Montag, 19. Dezember 2011

Es riecht nach Schnee...

Es riecht nach Schnee, der Sonnenapfel hängt
so schön und rot vor meiner Fensterscheibe;
wenn ich das Fieber jetzt aus mir vertreibe,
wird es ein Wiesel, das der Nachbar fängt,
und niemand wärmt dann meine kalten Finger.
Durchs Dorf gehn heute wohl die Sternensinger
und kommen sicher auch zu meinen Schwestern.
Ein wenig bin ich trauriger als gestern,
doch lange nicht genug, um fromm zu sein.
Den Apfel nähme ich wohl gern herein
und möchte heimlich an der Schale riechen,
bloß um zu wissen, wie der Himmel schmeckt.
Das Wiesel duckt sich wild und aufgeschreckt
und wird vielleicht nun doch zum Nachbar kriechen,
weil sich mein Herz so eng zusammenzieht.
Ich weiß nicht, ob der Himmel niederkniet,
wenn man zu schwach ist, um hinaufzukommen?
Den Apfel hat schon jemand weggenommen …
Doch eigentlich ist meine Stube gut
und wohl viel wärmer als ein Baum voll Schnee.
Mir tut auch nur der halbe Schädel weh
und außerdem geht jetzt in meinem Blut
der Schlaf mit einer Blume auf und nieder
und singt für mich allein die Sternenlieder.

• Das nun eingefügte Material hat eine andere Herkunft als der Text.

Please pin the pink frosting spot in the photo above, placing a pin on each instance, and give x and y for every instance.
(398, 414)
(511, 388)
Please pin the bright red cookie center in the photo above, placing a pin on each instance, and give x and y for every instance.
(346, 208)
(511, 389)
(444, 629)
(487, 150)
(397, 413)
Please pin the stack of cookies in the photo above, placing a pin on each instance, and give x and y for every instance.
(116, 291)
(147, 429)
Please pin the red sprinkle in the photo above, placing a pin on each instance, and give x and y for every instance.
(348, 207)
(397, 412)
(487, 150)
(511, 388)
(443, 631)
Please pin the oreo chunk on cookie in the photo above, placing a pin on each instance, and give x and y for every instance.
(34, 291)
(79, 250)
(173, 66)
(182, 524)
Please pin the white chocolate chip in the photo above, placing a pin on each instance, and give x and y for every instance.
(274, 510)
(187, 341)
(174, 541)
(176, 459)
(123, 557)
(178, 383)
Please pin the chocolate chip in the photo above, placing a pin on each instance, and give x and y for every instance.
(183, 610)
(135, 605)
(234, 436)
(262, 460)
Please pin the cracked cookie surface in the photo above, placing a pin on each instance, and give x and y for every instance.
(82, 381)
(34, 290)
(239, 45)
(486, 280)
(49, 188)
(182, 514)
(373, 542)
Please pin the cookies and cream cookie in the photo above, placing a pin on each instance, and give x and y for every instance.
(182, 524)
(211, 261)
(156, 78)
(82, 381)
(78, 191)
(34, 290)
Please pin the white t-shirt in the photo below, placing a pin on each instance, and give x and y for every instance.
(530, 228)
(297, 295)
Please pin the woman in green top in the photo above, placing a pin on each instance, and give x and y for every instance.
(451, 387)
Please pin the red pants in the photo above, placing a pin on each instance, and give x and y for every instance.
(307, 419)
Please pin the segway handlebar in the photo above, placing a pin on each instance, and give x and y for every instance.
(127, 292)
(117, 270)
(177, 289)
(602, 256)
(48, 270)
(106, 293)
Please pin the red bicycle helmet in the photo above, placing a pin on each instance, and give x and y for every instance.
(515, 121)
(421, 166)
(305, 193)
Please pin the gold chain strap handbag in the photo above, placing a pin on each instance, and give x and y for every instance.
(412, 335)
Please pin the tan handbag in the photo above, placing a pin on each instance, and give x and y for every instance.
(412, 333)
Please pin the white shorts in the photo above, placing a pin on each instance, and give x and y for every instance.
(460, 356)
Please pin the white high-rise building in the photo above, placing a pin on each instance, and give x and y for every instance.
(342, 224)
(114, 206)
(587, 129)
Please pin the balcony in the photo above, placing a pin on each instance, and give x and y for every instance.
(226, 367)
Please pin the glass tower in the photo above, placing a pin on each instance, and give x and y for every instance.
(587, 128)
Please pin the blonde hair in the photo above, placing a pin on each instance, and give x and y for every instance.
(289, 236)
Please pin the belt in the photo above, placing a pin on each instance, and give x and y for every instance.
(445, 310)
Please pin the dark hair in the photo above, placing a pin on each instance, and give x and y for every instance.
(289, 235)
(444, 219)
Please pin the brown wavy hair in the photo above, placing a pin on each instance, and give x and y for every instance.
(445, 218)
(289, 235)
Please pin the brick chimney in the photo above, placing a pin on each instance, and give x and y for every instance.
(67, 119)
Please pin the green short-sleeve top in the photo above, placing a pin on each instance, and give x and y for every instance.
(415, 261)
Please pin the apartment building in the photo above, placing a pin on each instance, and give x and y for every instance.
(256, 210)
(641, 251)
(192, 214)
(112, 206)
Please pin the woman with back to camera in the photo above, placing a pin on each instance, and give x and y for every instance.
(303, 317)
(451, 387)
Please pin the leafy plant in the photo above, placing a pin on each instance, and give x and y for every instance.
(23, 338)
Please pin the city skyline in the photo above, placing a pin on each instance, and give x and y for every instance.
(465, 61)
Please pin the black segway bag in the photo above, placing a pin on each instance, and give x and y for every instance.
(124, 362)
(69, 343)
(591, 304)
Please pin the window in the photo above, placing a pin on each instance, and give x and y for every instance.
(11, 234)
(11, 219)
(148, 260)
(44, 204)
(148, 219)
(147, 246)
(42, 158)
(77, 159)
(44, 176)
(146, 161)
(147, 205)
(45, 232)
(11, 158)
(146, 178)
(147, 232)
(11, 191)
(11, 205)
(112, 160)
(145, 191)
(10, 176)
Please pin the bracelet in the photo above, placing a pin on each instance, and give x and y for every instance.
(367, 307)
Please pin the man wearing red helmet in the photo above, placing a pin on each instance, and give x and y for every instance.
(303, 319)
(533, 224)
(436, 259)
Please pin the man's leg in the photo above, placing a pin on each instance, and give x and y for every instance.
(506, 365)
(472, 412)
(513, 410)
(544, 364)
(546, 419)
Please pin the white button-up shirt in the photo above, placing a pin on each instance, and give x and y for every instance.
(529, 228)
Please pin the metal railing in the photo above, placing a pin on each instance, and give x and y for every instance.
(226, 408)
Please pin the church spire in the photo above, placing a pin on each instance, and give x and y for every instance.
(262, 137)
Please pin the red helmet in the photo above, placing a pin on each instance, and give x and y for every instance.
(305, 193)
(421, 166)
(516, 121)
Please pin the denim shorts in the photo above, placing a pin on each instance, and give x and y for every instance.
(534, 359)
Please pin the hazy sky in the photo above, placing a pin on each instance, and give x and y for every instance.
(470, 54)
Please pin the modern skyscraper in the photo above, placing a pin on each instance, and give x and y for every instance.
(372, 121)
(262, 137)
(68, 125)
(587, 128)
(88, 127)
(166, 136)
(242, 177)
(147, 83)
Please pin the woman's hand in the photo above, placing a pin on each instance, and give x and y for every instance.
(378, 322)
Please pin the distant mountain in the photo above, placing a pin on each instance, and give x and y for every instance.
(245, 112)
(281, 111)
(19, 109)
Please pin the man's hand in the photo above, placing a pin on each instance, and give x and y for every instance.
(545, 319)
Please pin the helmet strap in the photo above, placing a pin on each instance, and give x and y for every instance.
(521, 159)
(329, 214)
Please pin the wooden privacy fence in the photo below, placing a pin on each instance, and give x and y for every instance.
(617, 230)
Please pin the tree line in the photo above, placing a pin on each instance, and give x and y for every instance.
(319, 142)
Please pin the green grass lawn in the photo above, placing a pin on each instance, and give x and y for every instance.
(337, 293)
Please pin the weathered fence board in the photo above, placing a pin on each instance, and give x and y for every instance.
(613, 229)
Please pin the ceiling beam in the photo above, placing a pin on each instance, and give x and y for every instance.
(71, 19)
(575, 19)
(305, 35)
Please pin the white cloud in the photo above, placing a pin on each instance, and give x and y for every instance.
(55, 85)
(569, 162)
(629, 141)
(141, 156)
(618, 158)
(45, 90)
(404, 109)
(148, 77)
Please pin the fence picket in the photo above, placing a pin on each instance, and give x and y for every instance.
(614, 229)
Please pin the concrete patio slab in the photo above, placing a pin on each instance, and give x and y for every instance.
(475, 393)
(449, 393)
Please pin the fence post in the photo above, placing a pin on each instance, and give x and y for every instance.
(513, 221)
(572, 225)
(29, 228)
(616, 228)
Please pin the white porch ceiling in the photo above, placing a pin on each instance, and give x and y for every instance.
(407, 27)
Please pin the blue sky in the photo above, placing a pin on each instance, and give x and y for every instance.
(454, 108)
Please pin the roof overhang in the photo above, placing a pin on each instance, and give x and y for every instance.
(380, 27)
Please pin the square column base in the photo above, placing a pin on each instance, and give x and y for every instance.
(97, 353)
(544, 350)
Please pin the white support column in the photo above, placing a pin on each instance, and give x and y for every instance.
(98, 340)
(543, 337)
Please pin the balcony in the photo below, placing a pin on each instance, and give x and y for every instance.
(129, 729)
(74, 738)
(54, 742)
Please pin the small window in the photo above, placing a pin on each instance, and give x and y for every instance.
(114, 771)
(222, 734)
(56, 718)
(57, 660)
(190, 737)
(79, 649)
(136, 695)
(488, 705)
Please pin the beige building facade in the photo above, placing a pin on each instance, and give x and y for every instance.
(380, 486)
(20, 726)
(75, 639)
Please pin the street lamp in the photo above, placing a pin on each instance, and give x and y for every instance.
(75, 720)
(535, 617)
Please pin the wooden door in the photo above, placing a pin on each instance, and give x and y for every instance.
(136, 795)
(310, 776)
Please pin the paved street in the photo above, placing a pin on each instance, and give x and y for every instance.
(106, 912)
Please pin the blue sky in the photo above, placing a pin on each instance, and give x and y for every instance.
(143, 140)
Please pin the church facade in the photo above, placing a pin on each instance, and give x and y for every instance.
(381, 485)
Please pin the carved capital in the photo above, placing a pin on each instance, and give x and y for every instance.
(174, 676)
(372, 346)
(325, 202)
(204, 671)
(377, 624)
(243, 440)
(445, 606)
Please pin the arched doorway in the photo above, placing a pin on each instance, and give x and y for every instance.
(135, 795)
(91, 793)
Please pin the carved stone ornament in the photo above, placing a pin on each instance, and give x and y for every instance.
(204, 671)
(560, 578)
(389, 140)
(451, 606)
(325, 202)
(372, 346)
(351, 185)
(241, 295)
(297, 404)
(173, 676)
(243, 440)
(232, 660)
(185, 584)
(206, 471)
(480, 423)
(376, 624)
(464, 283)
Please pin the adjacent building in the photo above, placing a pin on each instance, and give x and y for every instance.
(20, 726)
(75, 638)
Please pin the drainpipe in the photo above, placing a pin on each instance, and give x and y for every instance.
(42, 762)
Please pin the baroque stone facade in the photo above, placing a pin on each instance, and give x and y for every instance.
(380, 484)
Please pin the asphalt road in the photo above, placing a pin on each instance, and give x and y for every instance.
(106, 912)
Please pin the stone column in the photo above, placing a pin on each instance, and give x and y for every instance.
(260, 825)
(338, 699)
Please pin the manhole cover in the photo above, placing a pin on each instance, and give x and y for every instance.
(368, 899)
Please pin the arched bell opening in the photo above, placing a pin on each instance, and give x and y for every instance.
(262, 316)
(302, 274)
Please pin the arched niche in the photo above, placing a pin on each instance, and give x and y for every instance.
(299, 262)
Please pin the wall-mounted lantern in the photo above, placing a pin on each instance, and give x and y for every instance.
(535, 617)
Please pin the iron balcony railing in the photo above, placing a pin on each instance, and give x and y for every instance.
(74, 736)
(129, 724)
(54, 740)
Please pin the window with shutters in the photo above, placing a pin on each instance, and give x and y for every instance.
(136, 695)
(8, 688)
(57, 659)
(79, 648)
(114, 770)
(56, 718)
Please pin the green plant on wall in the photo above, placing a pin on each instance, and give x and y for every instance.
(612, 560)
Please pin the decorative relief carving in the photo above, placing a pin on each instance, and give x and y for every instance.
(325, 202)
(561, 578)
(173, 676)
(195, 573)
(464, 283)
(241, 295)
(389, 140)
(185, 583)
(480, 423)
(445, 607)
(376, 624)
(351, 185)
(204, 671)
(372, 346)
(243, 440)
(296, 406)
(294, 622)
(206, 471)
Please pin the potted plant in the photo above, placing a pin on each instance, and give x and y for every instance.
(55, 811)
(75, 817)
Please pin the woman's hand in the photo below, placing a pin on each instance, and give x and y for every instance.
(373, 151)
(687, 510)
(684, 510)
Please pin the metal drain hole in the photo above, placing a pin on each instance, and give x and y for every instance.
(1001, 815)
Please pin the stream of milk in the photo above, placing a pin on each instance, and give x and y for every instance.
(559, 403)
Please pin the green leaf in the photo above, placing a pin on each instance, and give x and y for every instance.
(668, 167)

Gedicht von Christine Lavant


Christine Lavant (eigentlich Habernig, geb. Thonhauser) *1915 in Groß Edling, gestorben 1973 in Wolfsberg (beides Kärnten, Österreich), aus einer armen Bergarbeiterfamilie stammend, veröffentlichte zu Lebzeiten mehrere Gedicht- und Erzählungsbände. In ihren Texten greift sie auf volkstümliche Motive zurück, die ihr als Basis einer komplexen poetischen Symbolik dienen. Immer wieder drehen sich ihre Texte um die Themen Tod, Geburt, Hoffnung und "Unheimlich-Heiliges". Deshalb erscheint dieses Jahr im Dezember, passend zur Adventszeit, mit "Es riecht nach Schnee..." ausnahmsweise ein Gedicht, das nicht von einer Gegenwartslyrikerin stammt. Das Thema "Verortungen" spielt für Lavant, die sich als Autorin nach ihrer Heimatgegend, dem Lavanttal, benannt hat, eine entscheidende Rolle. Die unzertrennliche Verbundenheit mit ihrer Heimatgegend war für sie Fluch und künstlerisches Material zugleich.